8. The association according to any one of claims 1 to 7 wherein said lactoferrin is spray dried lactoferrin.

9. The association according to any one of claims 1 to 6 wherein said sialic acid is of formula

Wherein R₁ is selected from at least one of H, CH₃, COCH₃ R₂ is selected from at least one of H, OH, CH₃, CH₂OH R₃ is selected from at least one of H, OH, CH₃, CH₂OH and R₄ is selected from at least one of H, OH, CH₃, NH COCH₃.

10. The association according to anyone of claims 1 to 9 wherein said polysaccharide is selected from: anionic polysaccharides of natural origin, polysaccharides extracted from yeasts or from plants, polysaccharides extracted from algae, polysaccaridic fractions of plant, yeast or algae extracts, beta glucanes, carboxy-methyl-glucan, alginates.

11. The association according to anyone of claims 1 to 10 for use in the treatment of a viral infection or as adjuvant in a treatment of a viral infection or in a treatment for the prevention of a viral infection.

12. The association for use according to claim 11 wherein said infection is caused by Coronavirus rhinovirus, adenovirus, influenza virus.

13. The association for use according to claim 12 wherein said Coronavirus is Sars- Cov-2 or MERS-Cov.
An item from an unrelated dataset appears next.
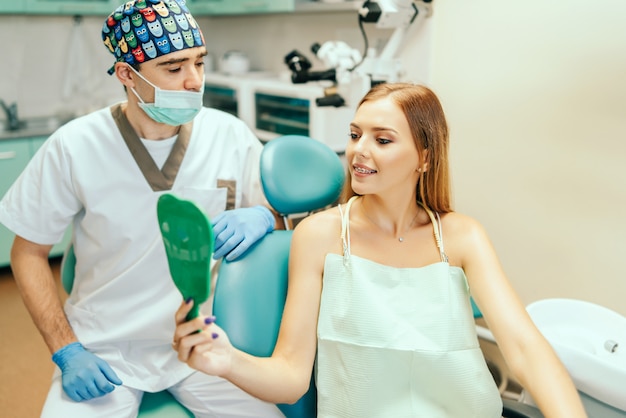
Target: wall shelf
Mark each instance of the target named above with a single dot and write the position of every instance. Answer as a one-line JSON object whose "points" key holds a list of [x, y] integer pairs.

14 A composition comprising the association as defined in anyone of claims 1 to 10 and one or more pharmaceutically/nutraceutically acceptable vehicle and/or diluent and/or excipient and/or additive.

15. The composition according to claim 14 wherein said composition is in the form of a solution, a suspension, a spray, a syrup, a tablet, a lozenge, a pill, a candy, a jelly, a granulate, a powder, a cream, an emulsion, a gel, a foam.

16. The composition according to claim 15 wherein said excipient is a mucoadhesive excipient.

17. The composition according to claim 16 wherein said mucoadhesive excipient is one or more of, chitosan, hyaluronic acid, resin, gelatin, polyacrylates, cyclodextrins and silicones.

18. The composition according to anyone of claims 14 to 17 for use in the treatment of a viral infection or as adjuvant in a treatment of a viral infection or in a treatment for the prevention of a viral infection.

19. The association for use according to claim 18 wherein said viral disease or said viral infection is caused by a Coronavirus. rhinovirus, adenovirus, influenza virus.

20. The association for use according to claim 19 wherein said Coronavirus is Sars- Cov-2, MERS-Cov.

21. A medical device comprising an association as defined in anyone of claims 1 to 12 or a composition as defined in anyone of claims 14 to 19.

22. The medical device according to claim 21 wherein said medical device is a device apt to nasal and/or buccal drug-delivery.

23. A process form manufacturing the composition according to anyone of claims 14 to 17 wherein the association as defined in anyone of claims 1 to 10 is formulated into suitable dosage units with one or more pharmaceutically/nutraceutically acceptable vehicle and/or diluent and/or excipient and/or additive.